Bij het toelichten van het Rapport van de Europese Rekenkamer (Speciaal verslag 10/2024: De erkenning van beroepskwalificaties in de EU) kon de heer Stef Blok, lid van de Rekenkamer van de EU, concluderen dat dat de erkenning van beroepskwalificaties in de EU een essentieel, maar mondjesmaat en inconsistent gebruikt mechanisme is voor de uitoefening van een gereglementeerd beroep in een andere lidstaat.
Uit de tussenkomst van andere sprekers en tijdens het debat bleek duidelijk dat de materie zeer technisch is en gepaard gaat met vele administratieve obstakels. Er werd dan ook uitgebreid gepleit om de verschillende procedures beter op elkaar af te stemmen en bijkomende “red tape” te vermijden.

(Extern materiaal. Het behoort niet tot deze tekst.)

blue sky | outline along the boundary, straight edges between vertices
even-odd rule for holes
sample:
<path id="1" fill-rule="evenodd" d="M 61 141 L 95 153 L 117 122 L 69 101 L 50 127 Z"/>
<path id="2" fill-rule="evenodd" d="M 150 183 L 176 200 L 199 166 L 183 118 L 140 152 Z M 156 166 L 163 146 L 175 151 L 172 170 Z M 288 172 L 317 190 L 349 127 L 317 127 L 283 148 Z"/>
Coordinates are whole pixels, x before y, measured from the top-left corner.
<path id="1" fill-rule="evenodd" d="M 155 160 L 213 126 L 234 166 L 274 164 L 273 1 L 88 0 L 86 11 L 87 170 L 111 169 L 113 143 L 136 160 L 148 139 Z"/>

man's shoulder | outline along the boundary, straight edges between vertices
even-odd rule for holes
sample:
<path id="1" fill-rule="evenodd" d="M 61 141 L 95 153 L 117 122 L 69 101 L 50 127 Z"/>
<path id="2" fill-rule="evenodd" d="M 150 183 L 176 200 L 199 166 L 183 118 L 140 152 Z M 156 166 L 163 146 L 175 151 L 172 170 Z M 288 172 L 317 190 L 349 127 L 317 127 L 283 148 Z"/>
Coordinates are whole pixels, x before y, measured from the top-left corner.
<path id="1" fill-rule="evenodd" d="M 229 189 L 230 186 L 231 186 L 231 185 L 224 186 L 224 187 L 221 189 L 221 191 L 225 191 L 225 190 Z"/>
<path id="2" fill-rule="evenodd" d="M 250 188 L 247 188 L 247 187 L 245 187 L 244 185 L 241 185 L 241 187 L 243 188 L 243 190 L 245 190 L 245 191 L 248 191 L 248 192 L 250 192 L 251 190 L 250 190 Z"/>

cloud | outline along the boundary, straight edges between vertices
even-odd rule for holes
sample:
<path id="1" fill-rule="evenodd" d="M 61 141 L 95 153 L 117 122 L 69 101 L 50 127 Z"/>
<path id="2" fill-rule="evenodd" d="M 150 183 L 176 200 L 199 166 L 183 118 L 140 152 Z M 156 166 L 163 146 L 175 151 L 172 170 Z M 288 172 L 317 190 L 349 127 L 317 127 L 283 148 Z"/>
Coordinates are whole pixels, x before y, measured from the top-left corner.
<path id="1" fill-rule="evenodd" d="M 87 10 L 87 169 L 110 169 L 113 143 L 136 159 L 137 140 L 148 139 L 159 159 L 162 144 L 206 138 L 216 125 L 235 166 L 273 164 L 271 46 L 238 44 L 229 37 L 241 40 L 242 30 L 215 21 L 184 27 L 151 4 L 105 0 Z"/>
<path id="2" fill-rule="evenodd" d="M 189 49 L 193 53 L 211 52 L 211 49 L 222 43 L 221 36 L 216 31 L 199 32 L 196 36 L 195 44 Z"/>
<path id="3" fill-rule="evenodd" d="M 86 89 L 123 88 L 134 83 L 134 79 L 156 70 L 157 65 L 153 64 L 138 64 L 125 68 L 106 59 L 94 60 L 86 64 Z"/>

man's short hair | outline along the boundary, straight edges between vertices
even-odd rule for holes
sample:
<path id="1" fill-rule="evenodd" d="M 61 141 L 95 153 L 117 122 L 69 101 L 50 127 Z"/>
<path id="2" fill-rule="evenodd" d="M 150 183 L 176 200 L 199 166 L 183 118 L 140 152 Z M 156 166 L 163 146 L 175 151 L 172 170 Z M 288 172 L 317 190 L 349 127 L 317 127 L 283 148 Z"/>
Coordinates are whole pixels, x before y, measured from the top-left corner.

De Benelux kan op dit vlak opnieuw een voorloper zijn indien we de nodige stappen zetten.
Het secretariaat-generaal van de Benelux Unie schetste alvast een aantal overwogen acties zoals bv. het opstellen van een lijst van prioritaire beroepen en sectoren en het versterken van de informatievoorziening die de leden van het Benelux parlement toejuichen.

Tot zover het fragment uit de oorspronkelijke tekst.